Member of Parliament, Pratinidhi Sabha
- Incumbent
- Assumed office 2023
- Preceded by: Devendra Raj Kandel
- Constituency: Nawalparasi West 2

Vice president of Rastriya Prajatantra Party
- Incumbent
- Assumed office 2021
- President: Rajendra Lingden

President of Nepal Olympic Committee (NOC)
- In office 2006–2014
- Preceded by: Rukma Shamsher Rana
- Succeeded by: Jeevan Ram Shrestha

17th Inspector General of Nepal Police
- In office March 1996 – December 1996
- Monarch: King Birendra
- Preceded by: Achyut Krishna Kharel
- Succeeded by: Achyut Krishna Kharel

Personal details
- Born: 1 January 1949 (age 77) Kathmandu, Nepal
- Citizenship: Nepalese
- Party: Rastriya Prajatantra Party
- Parents: Rudra Bahadur Pradhan (father); Jagat Kumari Pradhan (mother);
- Alma mater: Tribhuvan University
- Occupation: Politician Police officer
- Awards: Police long service Medal; Tri Shakti Patta Class III; Gorkha Dakshin Bahu Class II; German Order; Birendra Aishwarya Medal;

= Dhruba Bahadur Pradhan =

Nepali politician

Dhruba Bahadur Pradhan is a Nepali politician belonging to Rastriya Prajatantra Party. Pradhan had been the chief of Nepal Police during the Maoist's Insurgency.

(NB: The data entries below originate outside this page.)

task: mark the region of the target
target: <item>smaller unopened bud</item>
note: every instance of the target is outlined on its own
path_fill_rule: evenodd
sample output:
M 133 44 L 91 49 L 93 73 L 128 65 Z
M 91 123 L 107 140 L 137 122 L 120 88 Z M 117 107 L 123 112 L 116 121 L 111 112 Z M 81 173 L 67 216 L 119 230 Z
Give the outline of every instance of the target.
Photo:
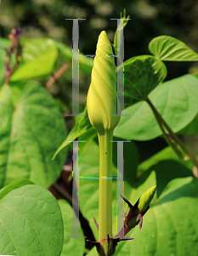
M 125 215 L 124 226 L 120 231 L 118 236 L 124 233 L 126 236 L 132 229 L 139 224 L 139 228 L 142 228 L 143 216 L 150 208 L 150 204 L 156 191 L 156 185 L 149 189 L 144 192 L 142 196 L 137 201 L 134 206 L 133 206 L 127 199 L 122 195 L 121 197 L 127 203 L 128 210 Z

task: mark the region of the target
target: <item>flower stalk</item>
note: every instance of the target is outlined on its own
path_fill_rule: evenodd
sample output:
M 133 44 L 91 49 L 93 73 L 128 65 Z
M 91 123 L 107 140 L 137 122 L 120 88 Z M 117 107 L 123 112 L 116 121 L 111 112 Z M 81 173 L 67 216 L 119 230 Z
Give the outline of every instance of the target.
M 116 71 L 113 51 L 105 32 L 99 37 L 87 106 L 89 120 L 97 130 L 99 144 L 99 255 L 113 255 L 112 243 L 112 143 L 120 121 L 116 101 Z

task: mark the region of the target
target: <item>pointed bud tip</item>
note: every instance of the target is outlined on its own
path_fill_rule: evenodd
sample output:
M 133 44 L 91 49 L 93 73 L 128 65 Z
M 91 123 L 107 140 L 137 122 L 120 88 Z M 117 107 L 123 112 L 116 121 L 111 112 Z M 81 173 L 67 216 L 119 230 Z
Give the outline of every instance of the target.
M 139 199 L 139 212 L 143 213 L 146 208 L 150 206 L 155 193 L 156 191 L 156 185 L 150 188 L 147 191 L 145 191 Z

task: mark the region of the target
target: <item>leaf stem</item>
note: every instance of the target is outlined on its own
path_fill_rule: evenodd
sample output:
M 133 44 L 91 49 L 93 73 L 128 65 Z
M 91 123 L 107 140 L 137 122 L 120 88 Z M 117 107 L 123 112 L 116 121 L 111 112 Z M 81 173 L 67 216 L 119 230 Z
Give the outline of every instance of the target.
M 113 130 L 99 134 L 99 241 L 112 236 L 112 143 Z

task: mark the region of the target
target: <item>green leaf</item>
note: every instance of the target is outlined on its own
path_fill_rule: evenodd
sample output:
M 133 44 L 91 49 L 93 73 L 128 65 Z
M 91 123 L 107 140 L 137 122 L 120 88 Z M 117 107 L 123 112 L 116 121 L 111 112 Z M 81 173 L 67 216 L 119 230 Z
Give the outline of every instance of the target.
M 58 55 L 58 49 L 53 40 L 48 38 L 23 39 L 23 58 L 11 75 L 10 81 L 29 79 L 49 74 Z
M 178 134 L 197 134 L 198 133 L 198 115 L 195 117 L 191 123 L 178 132 Z
M 166 76 L 166 66 L 154 56 L 136 56 L 125 61 L 125 105 L 133 105 L 145 100 L 150 91 L 161 84 Z
M 142 189 L 155 183 L 151 172 L 145 182 L 132 193 L 133 204 Z M 158 189 L 158 187 L 157 187 Z M 134 190 L 133 190 L 134 191 Z M 132 200 L 133 198 L 133 200 Z M 175 178 L 168 183 L 163 193 L 153 200 L 150 208 L 143 217 L 143 227 L 136 226 L 127 234 L 133 241 L 120 241 L 114 255 L 190 255 L 198 253 L 198 186 L 191 177 Z M 97 256 L 93 248 L 88 256 Z
M 57 53 L 57 50 L 53 50 L 37 58 L 33 61 L 20 65 L 16 71 L 10 76 L 9 80 L 14 82 L 49 74 L 53 71 Z
M 151 40 L 150 51 L 161 61 L 195 61 L 198 54 L 184 43 L 169 36 L 161 36 Z
M 19 178 L 29 178 L 43 187 L 59 176 L 66 158 L 63 150 L 52 156 L 66 129 L 57 105 L 38 84 L 26 84 L 16 105 L 12 90 L 0 91 L 0 188 Z
M 157 86 L 149 98 L 174 132 L 184 128 L 197 113 L 198 79 L 192 75 L 165 82 Z M 125 109 L 114 136 L 123 139 L 150 140 L 161 135 L 154 114 L 146 102 Z
M 5 50 L 0 48 L 0 87 L 5 80 L 6 70 L 3 59 L 6 56 Z
M 65 200 L 59 200 L 59 207 L 62 212 L 64 224 L 64 244 L 60 256 L 82 256 L 85 250 L 85 238 L 72 237 L 72 225 L 77 224 L 79 227 L 79 236 L 83 237 L 84 234 L 81 228 L 80 222 L 75 215 L 75 220 L 72 218 L 72 208 Z M 68 238 L 65 236 L 71 236 Z
M 21 38 L 23 45 L 22 62 L 33 61 L 48 52 L 57 49 L 54 40 L 49 38 Z
M 11 44 L 12 44 L 12 42 L 9 39 L 0 38 L 0 47 L 2 49 L 3 49 L 3 48 L 6 48 L 6 49 L 9 48 L 11 46 Z
M 57 154 L 65 147 L 67 147 L 71 142 L 76 140 L 79 136 L 84 134 L 88 130 L 95 130 L 92 127 L 92 125 L 88 117 L 88 108 L 87 106 L 83 111 L 83 114 L 87 116 L 76 117 L 76 124 L 71 132 L 68 134 L 66 139 L 62 143 L 59 148 L 56 150 L 55 154 L 53 156 L 53 160 L 55 159 Z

Pradhan is the current Vice president of Rastriya Prajatantra Party elected from the 2021 general convention of Rastriya Prajatantra Party.

== Police career ==
Dhruba Bahadur Pradhan was appointed Inspector General of Police (IGP) in 1997 A.D., but was then replaced by his predecessor, Achyut Krishna Kharel, due to certain "political instabilities (Bam Dev Gautam)", before again becoming IGP.

== Political life ==
Former IGP Dhruba Bahadur Pradhan, is currently Vice president of Rastriya Prajatantra Party. Pradhan was elected as the Vice president of Rastriya Prajatantra Party from the Kamal Thapa panel.